Cobb remains one of few metro Atlanta with schools fully in person


Hannah Watters

With national COVID-19 cases increasing to levels that surpass stats from March 2020, the debate of public safety, especially that of children, lingers within the minds of the American people. Particularly to the state of Georgia and metro Atlanta, the Cobb County district remains in the minority within its decision to not close its doors and shift to the virtual space.

Zioni Moore, News Editor

The pandemic brought a heightened sense of awareness within the American people, resulting in dozens of issues becoming aired out to the public. Coincidentally, the nation’s educators, students and parents all contrast with one another surrounding the decisions to remain open or restart virtual school; a chain reaction directly caused by the rising cases from severely infectious omicron variant. 

According to the Georgia Department of Public Health (DPH), as of January 7th, 1.5 million Georgians currently have COVID-19, 14,000 reside within ICUs, and 26,000 have become confirmed deaths within the legal system. 

Amidst the uncertainty of today’s world combined with the need to stay on top of information, Cobb County releases the number of students, staff and faculty who have contracted COVID-19 to the public every Friday. Currently, the district most recently updated the page on December 17, the Friday before the county-wide holiday break, in which it listed 6500 cumulative cases as active.

Due to the overwhelming amount of cases within Cobb and the nation’s (146,000 confirmed cases and 1,488 confirmed deaths according to the World In Data organization and the New York Times), students and faculty argue that a mandatory in-person shutdown, COVID vaccination status and mask mandate remain the few key elements to keep people safe.

“Not only are they [mandates] safer for the people but just healthier overall. I personally believe that vaccines should be mandated, but I know it is a choice for everybody, but they do increase your chances of surviving COVID, which makes them such a safer safeguard. Many of the current protocols aren’t actually fighting against COVID, and that isn’t keeping the students’ or the teachers’ health in mind. If not everyone wants to be vaccinated and wear a mask, schools should shut down,” magnet junior Alina Autry said. 

However, certain personnel deeply disagree with that sentiment, arguing that the benefits from keeping school open outweigh the negatives by tenfold. The educational and mental defecates faced during the first shutdown undeniably defined a generation. Teachers continue to struggle with the education gap brought from the virtual sessions, and students advocate for their ability to experience normal school events, like graduation and prom. 

“My kids need to be back in school. I’m praying that people will wake up and realize our kids need school without masks for their mental, physical, and emotional health,” Cobb County parent Amy Buchanan said. 

Regardless, students in Cobb and Gwinnett county continue to hold in-person teaching despite all other metro Atlanta school districts (Atlanta Public Schools, Clayton, DeKalb, Forsyth, Fulton and Rockdale) closing for virtual sessions. However, the rising omicron cases fuel claims that Cobb superintendent Chris Ragdale purposefully ignored demands from Cobb and Douglas Public Health to shut down and reopen virtually. 

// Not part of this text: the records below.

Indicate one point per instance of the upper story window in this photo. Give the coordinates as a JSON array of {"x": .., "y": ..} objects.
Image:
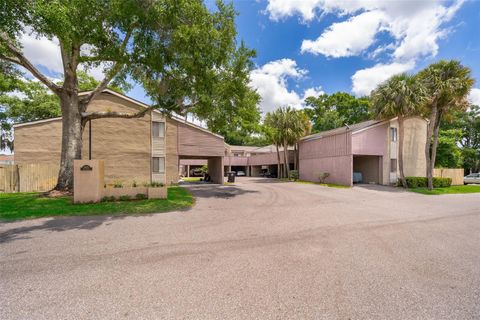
[
  {"x": 393, "y": 134},
  {"x": 158, "y": 129},
  {"x": 158, "y": 165}
]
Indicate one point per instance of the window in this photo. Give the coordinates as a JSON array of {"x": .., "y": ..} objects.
[
  {"x": 393, "y": 134},
  {"x": 393, "y": 165},
  {"x": 158, "y": 165},
  {"x": 158, "y": 129}
]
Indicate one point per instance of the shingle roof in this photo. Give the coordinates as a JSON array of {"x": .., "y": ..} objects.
[{"x": 352, "y": 128}]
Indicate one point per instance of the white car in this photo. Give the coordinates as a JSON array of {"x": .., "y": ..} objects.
[{"x": 472, "y": 178}]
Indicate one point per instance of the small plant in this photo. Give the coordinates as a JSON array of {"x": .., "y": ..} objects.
[
  {"x": 293, "y": 175},
  {"x": 141, "y": 196},
  {"x": 322, "y": 176},
  {"x": 117, "y": 184},
  {"x": 156, "y": 184},
  {"x": 108, "y": 199}
]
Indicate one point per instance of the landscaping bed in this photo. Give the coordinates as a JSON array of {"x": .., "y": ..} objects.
[{"x": 17, "y": 206}]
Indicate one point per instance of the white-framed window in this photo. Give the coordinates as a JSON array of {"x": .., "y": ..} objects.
[
  {"x": 393, "y": 134},
  {"x": 158, "y": 165},
  {"x": 158, "y": 129},
  {"x": 393, "y": 165}
]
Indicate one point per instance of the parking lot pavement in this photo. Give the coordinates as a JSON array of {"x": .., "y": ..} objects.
[{"x": 257, "y": 249}]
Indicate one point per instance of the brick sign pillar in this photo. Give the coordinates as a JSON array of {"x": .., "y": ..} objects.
[{"x": 88, "y": 180}]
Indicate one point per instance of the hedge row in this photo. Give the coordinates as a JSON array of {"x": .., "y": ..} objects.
[{"x": 422, "y": 182}]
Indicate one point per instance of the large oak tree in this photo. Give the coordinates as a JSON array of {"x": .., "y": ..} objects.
[{"x": 176, "y": 49}]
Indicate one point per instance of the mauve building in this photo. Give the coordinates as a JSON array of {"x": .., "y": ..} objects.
[{"x": 366, "y": 152}]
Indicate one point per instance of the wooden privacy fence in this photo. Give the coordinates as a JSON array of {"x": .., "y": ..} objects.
[
  {"x": 455, "y": 174},
  {"x": 28, "y": 177}
]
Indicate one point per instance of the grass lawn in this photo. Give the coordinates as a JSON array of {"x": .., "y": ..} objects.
[
  {"x": 16, "y": 206},
  {"x": 471, "y": 188}
]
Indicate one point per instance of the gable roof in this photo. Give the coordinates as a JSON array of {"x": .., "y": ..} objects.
[
  {"x": 127, "y": 98},
  {"x": 352, "y": 128}
]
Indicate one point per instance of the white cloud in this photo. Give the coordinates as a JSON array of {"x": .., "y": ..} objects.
[
  {"x": 45, "y": 52},
  {"x": 474, "y": 96},
  {"x": 347, "y": 38},
  {"x": 365, "y": 80},
  {"x": 42, "y": 51},
  {"x": 270, "y": 81},
  {"x": 416, "y": 26}
]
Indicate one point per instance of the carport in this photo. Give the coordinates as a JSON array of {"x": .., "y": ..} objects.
[
  {"x": 367, "y": 169},
  {"x": 196, "y": 144}
]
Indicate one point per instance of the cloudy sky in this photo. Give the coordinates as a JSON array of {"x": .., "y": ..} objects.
[{"x": 305, "y": 47}]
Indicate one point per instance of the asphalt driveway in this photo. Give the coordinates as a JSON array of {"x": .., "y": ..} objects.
[{"x": 258, "y": 249}]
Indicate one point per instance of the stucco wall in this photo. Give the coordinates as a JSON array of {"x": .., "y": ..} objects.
[
  {"x": 124, "y": 144},
  {"x": 196, "y": 142},
  {"x": 374, "y": 141},
  {"x": 414, "y": 162},
  {"x": 332, "y": 154},
  {"x": 38, "y": 143},
  {"x": 171, "y": 161}
]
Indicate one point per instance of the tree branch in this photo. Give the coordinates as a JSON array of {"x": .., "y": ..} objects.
[
  {"x": 112, "y": 114},
  {"x": 21, "y": 60},
  {"x": 111, "y": 74},
  {"x": 86, "y": 116}
]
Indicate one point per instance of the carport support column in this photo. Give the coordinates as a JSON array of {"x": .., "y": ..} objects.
[{"x": 215, "y": 169}]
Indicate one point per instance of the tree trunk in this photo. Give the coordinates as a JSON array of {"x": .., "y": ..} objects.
[
  {"x": 433, "y": 155},
  {"x": 278, "y": 161},
  {"x": 400, "y": 151},
  {"x": 285, "y": 160},
  {"x": 295, "y": 163},
  {"x": 72, "y": 130},
  {"x": 428, "y": 145}
]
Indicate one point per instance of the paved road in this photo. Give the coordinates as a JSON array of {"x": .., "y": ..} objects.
[{"x": 254, "y": 250}]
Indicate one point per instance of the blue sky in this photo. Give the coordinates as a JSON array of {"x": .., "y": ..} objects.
[
  {"x": 306, "y": 47},
  {"x": 412, "y": 34}
]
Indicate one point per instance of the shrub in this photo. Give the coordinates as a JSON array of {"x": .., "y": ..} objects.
[
  {"x": 293, "y": 175},
  {"x": 141, "y": 196},
  {"x": 117, "y": 184},
  {"x": 322, "y": 176},
  {"x": 422, "y": 182},
  {"x": 124, "y": 198},
  {"x": 108, "y": 199}
]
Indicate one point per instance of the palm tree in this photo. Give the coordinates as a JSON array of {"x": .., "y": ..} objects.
[
  {"x": 271, "y": 125},
  {"x": 400, "y": 96},
  {"x": 447, "y": 84}
]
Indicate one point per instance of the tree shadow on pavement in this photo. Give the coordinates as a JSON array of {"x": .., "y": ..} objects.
[
  {"x": 217, "y": 191},
  {"x": 57, "y": 224}
]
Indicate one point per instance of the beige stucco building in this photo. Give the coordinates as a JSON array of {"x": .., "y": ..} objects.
[
  {"x": 143, "y": 149},
  {"x": 366, "y": 152}
]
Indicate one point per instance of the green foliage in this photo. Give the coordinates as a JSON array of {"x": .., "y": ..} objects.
[
  {"x": 141, "y": 196},
  {"x": 117, "y": 184},
  {"x": 332, "y": 111},
  {"x": 422, "y": 182},
  {"x": 29, "y": 100},
  {"x": 293, "y": 175},
  {"x": 17, "y": 206}
]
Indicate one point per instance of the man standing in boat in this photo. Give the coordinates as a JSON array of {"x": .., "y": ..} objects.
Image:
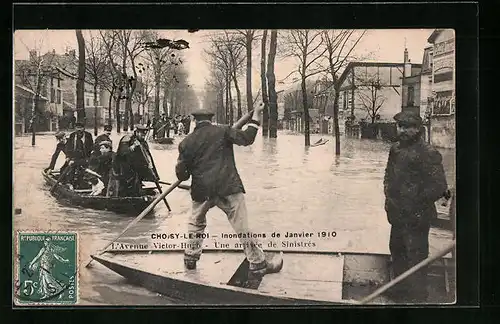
[
  {"x": 132, "y": 165},
  {"x": 207, "y": 155},
  {"x": 105, "y": 137},
  {"x": 414, "y": 180},
  {"x": 79, "y": 149},
  {"x": 60, "y": 147}
]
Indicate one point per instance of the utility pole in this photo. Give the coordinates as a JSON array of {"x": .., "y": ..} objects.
[{"x": 36, "y": 100}]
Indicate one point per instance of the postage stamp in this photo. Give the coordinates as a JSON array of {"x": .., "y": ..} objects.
[{"x": 46, "y": 268}]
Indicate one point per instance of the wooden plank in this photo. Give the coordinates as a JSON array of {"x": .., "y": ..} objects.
[
  {"x": 307, "y": 276},
  {"x": 212, "y": 268}
]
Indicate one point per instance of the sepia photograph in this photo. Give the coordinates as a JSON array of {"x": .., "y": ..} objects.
[{"x": 210, "y": 167}]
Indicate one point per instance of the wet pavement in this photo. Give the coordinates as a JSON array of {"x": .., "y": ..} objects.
[{"x": 289, "y": 188}]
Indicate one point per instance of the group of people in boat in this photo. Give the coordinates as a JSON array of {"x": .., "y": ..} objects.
[
  {"x": 163, "y": 125},
  {"x": 92, "y": 165},
  {"x": 414, "y": 180}
]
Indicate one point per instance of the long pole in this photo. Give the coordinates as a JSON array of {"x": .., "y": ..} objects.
[
  {"x": 141, "y": 216},
  {"x": 408, "y": 273}
]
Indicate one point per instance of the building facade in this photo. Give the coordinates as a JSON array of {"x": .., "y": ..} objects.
[{"x": 442, "y": 117}]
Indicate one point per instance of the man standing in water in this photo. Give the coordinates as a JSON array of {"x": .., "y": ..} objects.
[
  {"x": 207, "y": 155},
  {"x": 414, "y": 180}
]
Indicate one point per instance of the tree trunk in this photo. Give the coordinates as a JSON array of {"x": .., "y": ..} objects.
[
  {"x": 117, "y": 112},
  {"x": 249, "y": 38},
  {"x": 271, "y": 82},
  {"x": 238, "y": 95},
  {"x": 95, "y": 108},
  {"x": 307, "y": 139},
  {"x": 80, "y": 82},
  {"x": 226, "y": 110},
  {"x": 231, "y": 109},
  {"x": 109, "y": 105},
  {"x": 336, "y": 127},
  {"x": 265, "y": 100}
]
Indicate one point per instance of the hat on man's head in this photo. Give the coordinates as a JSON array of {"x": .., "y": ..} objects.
[
  {"x": 202, "y": 113},
  {"x": 105, "y": 143},
  {"x": 60, "y": 135},
  {"x": 409, "y": 118},
  {"x": 141, "y": 128}
]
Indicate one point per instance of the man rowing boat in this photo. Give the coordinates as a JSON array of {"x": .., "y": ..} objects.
[
  {"x": 132, "y": 165},
  {"x": 207, "y": 155}
]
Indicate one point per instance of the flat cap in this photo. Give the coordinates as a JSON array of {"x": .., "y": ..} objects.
[
  {"x": 141, "y": 127},
  {"x": 60, "y": 135},
  {"x": 105, "y": 143},
  {"x": 408, "y": 117},
  {"x": 202, "y": 112}
]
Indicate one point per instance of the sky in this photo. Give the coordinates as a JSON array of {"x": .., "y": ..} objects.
[{"x": 384, "y": 45}]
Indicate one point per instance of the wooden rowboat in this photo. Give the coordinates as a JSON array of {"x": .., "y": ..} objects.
[
  {"x": 127, "y": 206},
  {"x": 164, "y": 140},
  {"x": 310, "y": 278}
]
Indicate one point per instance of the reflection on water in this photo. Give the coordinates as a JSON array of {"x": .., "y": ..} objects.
[{"x": 289, "y": 188}]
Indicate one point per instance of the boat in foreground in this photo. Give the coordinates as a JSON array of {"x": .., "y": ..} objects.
[
  {"x": 164, "y": 140},
  {"x": 307, "y": 278},
  {"x": 127, "y": 206}
]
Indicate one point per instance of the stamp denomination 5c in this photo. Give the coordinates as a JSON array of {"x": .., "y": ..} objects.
[{"x": 46, "y": 270}]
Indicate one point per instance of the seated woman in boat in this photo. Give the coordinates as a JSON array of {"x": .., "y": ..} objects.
[
  {"x": 60, "y": 147},
  {"x": 101, "y": 164},
  {"x": 132, "y": 165}
]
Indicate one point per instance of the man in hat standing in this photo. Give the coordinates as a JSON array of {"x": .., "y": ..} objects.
[
  {"x": 207, "y": 155},
  {"x": 133, "y": 164},
  {"x": 60, "y": 147},
  {"x": 103, "y": 137},
  {"x": 414, "y": 180},
  {"x": 79, "y": 148}
]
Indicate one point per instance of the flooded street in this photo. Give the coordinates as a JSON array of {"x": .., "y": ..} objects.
[{"x": 288, "y": 188}]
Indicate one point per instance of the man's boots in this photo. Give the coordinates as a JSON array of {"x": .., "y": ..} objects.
[{"x": 273, "y": 264}]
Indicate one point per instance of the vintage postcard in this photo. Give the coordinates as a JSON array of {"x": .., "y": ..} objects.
[{"x": 234, "y": 167}]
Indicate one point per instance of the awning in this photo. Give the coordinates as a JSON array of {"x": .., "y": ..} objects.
[{"x": 30, "y": 91}]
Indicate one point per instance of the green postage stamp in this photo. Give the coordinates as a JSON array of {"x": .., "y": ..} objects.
[{"x": 46, "y": 268}]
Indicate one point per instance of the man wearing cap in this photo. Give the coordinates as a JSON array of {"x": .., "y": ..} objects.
[
  {"x": 414, "y": 180},
  {"x": 103, "y": 137},
  {"x": 79, "y": 149},
  {"x": 133, "y": 164},
  {"x": 207, "y": 155},
  {"x": 60, "y": 147},
  {"x": 102, "y": 163}
]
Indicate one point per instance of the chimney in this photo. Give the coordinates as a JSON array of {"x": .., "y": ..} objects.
[
  {"x": 407, "y": 65},
  {"x": 33, "y": 55}
]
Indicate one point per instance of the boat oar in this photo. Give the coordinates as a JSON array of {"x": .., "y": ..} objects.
[
  {"x": 186, "y": 187},
  {"x": 61, "y": 176},
  {"x": 407, "y": 273},
  {"x": 141, "y": 216}
]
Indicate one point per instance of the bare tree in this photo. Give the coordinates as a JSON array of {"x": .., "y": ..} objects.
[
  {"x": 110, "y": 42},
  {"x": 370, "y": 93},
  {"x": 271, "y": 81},
  {"x": 307, "y": 47},
  {"x": 34, "y": 74},
  {"x": 95, "y": 67},
  {"x": 265, "y": 99},
  {"x": 80, "y": 81},
  {"x": 339, "y": 52}
]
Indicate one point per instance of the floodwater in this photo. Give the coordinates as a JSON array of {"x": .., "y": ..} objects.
[{"x": 289, "y": 188}]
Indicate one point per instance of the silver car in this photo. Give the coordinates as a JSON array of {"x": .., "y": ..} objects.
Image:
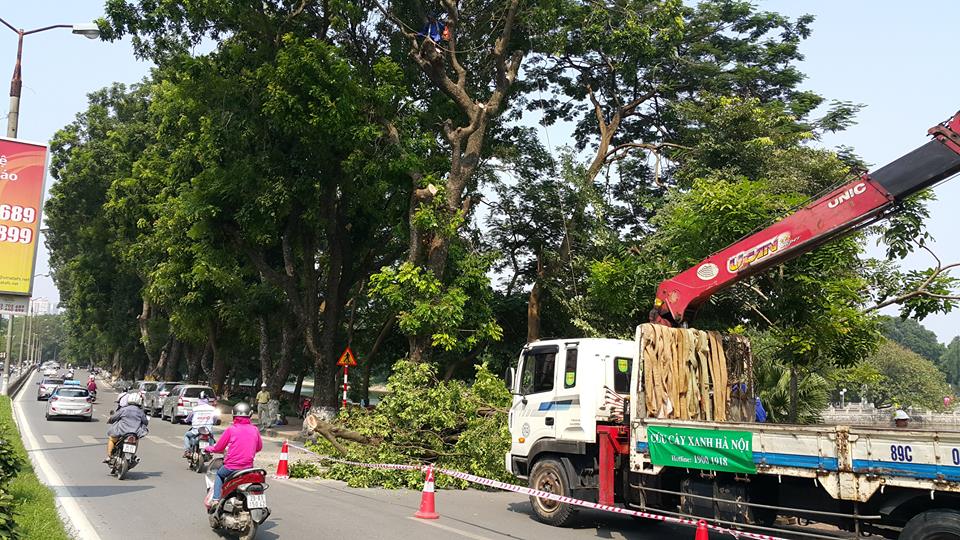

“[The claims are] wildly inaccurate and irresponsible rumors being spread as part of a ‘social media and traditional media pressure campaign’ to pressure the District to only offer remote classrooms; we continue to make decisions based on local and state public health guidance and remain committed to offering face-to-face and remote classrooms,” Cobb county spokesman said

Nevertheless, the Cobb County policy contrasts regulations advised by the CDC, arguing that all persons, unvaccinated or otherwise, wear a mask whenever they enter a public facility. Gwinnett requires masks and vaccines for all students and staff. A statement to the reasoning for the lack of alignment from Cobb public schools remains unknown. 

“Children — students in classrooms across Cobb and across the country — are not immune to COVID-19. I recognize that there are those who continue to laugh in the face of science, who believe that COVID-19 is nothing more than a glorified cold. [But] I continue to ask that the Cobb County School District acknowledge the reality of what is happening and come up with an appropriate and data-driven plan,” Cobb county parent Maureen Downey said.